Учитель рассматривал также, с глубоким вниманием и любопытством, лицевой «Иконописный подлинник», большую тетрадь с изображением икон, слегка очерченных углем или красными чернилами. Здесь увидел он различных русских Богоматерей — Утоли моя печали, и Радость всех скорбящих, и Взыграния, и Умиления, и Живоносный Источник, где Пречистая стоит над водометом, утоляющим жажду всех тварей, и Страстную с Младенцем Иисусом, Который, как бы в ужасе, отвращается от подаваемого Ему скорбным Архангелом креста; и Спаса — «мокрая брада» с прямыми, не вьющимися волосами, нерукотворного, запечатленнего на убрусе, коим Господь отирал лицо Свое, орошенное потом, когда шел на Голгофу; и Спаса Благое Молчание с руками, сложенными на груди.
Леонардо чувствовал, что это — не живопись, или, по крайней мере, не то, чем казалась ему живопись: но, вопреки несовершенству рисунка, света и тени, перспективы и анатомии — здесь, как в старых византийских мозаиках (Леонардо видел их в Равенне), была сила веры, более древняя и вместе с тем более юная, чем в самых ранних созданиях итальянских мастеров, Чимабуэ и Джотто; было смутное чаяние великой, новой красоты, — как бы таинственные сумерки, в которых последний луч эллинской прелести сливался с первым лучом еще неведомого утра. Действие этих образов, иногда неуклюжих, варварских, странных до дикости, и в то же время бесплотных, прозрачных и нежных, как сновидения ребенка, подобно было действию музыки; в самом нарушении законов естественных досягали они мира сверхъестественного.
Особенно поразили художника два лика Иоанна Предтечи Крылатого: у одного в левой руке была золотая чаша с Предвечным Младенцем, на Которого указывал он правой рукой: «Се Агнец Божий, взёмляй[50]

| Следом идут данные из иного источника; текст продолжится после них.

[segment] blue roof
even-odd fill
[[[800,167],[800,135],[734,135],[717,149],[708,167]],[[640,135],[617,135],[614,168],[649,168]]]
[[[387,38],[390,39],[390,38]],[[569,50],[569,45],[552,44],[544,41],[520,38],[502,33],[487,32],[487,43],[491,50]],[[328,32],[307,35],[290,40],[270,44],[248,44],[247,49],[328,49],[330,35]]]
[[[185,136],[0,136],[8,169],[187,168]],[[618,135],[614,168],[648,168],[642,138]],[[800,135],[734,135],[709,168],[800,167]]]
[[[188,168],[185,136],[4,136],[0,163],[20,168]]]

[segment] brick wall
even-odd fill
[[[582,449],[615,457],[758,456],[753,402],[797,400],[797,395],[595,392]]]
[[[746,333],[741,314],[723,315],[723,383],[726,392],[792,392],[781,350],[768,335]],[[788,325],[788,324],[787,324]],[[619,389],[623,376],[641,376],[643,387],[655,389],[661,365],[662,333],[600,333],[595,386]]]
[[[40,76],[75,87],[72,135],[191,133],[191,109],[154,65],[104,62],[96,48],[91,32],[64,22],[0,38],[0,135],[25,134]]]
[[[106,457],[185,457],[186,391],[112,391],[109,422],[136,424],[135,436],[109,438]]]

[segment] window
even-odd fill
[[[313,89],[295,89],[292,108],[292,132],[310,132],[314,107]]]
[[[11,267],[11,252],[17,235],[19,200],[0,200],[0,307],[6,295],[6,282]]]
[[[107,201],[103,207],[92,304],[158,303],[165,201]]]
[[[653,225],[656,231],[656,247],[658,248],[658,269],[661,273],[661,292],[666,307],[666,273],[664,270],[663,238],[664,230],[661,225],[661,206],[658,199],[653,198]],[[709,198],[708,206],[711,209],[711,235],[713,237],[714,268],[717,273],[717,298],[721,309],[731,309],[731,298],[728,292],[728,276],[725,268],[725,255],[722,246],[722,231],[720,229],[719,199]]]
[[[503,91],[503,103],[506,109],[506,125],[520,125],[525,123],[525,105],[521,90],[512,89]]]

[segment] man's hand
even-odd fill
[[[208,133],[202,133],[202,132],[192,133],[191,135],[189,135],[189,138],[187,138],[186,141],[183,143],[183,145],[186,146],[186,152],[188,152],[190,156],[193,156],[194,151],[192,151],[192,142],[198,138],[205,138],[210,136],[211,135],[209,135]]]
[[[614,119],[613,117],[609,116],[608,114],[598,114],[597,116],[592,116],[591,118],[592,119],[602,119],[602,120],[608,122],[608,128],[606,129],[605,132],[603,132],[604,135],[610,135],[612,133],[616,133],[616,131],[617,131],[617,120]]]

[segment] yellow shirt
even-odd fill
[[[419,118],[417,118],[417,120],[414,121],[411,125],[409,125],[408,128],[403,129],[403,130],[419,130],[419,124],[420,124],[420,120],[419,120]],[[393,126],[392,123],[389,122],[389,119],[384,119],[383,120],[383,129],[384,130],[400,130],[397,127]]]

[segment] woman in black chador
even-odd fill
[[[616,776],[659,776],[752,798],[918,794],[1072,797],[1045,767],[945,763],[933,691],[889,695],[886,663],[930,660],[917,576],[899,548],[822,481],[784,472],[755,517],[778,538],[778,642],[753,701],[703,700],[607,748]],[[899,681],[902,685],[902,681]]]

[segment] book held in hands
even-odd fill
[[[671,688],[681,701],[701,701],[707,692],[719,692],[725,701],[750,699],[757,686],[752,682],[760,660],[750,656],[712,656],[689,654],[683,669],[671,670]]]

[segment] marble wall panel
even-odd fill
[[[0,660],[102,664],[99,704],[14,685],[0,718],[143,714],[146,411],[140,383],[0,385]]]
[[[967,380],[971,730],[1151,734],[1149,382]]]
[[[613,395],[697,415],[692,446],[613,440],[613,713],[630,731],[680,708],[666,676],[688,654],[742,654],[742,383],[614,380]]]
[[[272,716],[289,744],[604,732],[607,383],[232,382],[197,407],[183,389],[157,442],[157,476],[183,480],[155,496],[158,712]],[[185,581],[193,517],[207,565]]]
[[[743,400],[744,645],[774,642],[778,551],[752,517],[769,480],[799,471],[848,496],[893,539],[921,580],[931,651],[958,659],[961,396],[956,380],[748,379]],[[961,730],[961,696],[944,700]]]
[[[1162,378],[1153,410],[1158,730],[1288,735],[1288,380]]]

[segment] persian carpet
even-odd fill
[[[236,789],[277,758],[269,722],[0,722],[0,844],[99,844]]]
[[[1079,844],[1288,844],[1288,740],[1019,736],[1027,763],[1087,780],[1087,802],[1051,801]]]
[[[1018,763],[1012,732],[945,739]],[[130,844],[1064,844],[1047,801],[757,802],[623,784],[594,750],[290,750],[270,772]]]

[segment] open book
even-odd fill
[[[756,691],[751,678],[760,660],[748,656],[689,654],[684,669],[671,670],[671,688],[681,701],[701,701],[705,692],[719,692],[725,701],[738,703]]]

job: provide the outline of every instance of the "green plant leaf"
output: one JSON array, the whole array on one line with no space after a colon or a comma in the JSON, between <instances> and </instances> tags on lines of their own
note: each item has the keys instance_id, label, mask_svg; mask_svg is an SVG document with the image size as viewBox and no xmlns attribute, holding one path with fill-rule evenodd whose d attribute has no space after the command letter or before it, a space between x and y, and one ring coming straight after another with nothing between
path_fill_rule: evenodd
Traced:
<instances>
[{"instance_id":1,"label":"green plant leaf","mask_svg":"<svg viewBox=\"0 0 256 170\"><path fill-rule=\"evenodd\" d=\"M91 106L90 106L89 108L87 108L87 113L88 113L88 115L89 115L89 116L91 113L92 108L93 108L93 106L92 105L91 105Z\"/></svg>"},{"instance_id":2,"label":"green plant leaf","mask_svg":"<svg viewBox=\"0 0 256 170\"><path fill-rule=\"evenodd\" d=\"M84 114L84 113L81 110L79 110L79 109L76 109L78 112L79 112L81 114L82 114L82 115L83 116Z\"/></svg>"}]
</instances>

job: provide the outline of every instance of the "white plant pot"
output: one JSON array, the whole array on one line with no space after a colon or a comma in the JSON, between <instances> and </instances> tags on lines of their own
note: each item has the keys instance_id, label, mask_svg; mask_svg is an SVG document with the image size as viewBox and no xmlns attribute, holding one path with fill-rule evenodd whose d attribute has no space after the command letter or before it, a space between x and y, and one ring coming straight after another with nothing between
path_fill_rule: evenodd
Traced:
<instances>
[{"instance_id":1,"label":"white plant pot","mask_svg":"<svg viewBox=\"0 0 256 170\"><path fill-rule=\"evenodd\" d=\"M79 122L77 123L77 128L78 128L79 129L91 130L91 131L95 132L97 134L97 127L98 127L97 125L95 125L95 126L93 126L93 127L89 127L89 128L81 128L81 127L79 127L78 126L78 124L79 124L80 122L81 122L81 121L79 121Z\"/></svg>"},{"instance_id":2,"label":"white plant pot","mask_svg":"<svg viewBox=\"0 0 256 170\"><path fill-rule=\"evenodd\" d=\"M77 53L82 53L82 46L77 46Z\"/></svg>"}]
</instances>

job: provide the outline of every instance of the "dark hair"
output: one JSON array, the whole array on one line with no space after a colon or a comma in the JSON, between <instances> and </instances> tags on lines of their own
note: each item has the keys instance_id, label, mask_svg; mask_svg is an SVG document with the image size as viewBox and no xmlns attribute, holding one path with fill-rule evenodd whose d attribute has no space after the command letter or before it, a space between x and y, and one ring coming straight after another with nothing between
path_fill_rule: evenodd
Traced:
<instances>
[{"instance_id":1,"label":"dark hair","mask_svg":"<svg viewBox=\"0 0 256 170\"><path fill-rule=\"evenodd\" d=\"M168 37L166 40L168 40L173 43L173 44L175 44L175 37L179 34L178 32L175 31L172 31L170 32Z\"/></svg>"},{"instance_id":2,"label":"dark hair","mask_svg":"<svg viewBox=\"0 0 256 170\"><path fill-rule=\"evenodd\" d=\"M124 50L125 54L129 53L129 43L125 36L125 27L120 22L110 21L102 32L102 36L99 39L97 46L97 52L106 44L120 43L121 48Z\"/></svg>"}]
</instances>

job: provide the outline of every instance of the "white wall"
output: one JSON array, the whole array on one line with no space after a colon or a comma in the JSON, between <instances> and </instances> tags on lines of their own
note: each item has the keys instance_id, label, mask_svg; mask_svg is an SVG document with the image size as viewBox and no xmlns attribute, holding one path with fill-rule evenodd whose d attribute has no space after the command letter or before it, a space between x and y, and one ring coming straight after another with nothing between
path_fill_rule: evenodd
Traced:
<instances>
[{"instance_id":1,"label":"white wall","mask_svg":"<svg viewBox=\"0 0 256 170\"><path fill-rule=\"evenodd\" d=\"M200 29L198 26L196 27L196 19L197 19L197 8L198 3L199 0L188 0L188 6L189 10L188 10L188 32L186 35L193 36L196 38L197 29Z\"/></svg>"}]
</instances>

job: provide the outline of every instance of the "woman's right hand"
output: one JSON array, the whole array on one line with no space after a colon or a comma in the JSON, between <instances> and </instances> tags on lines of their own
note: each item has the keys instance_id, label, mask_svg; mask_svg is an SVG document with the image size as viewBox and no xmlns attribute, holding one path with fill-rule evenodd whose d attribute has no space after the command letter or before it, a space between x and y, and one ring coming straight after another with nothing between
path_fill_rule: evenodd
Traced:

грехи мира»; другой — «с усекновением», вопреки законам природы, имел две головы: одну, живую, на плечах, другую, мертвую, в сосуде, который держал в руках, как бы в знак того, что человек, только умертвив в себе все человеческое, достигает окрыления сверхчеловеческого; лик у обоих был странен и страшен: взор широко открытых глаз похож на взор орла, вперенный в солнце; борода и волосы развевались, как бы от сильного ветра; косматая верблюжья риза напоминала перья птицы; кости исхудалых, непомерно длинных, тонких рук и ног, едва покрытые кожей, казались легкими, преображенными для полета, точно пустыми, полыми внутри, как хрящи и кости пернатых; за плечами два исполинские крыла подобны были крыльям лебедя или той Великой Птицы, о которой всю жизнь мечтал Леонардо.И вспомнились художнику слова пророка Малахии, приведенные в дневнике Джованни Бельтраффио:
«Вот Я посылаю Ангела Моего, и он приготовит путь предо Мною, и внезапно придет в храм Свой Господь, Которого вы ищете, и Ангел завета, Которого вы желаете. Вот Он идет».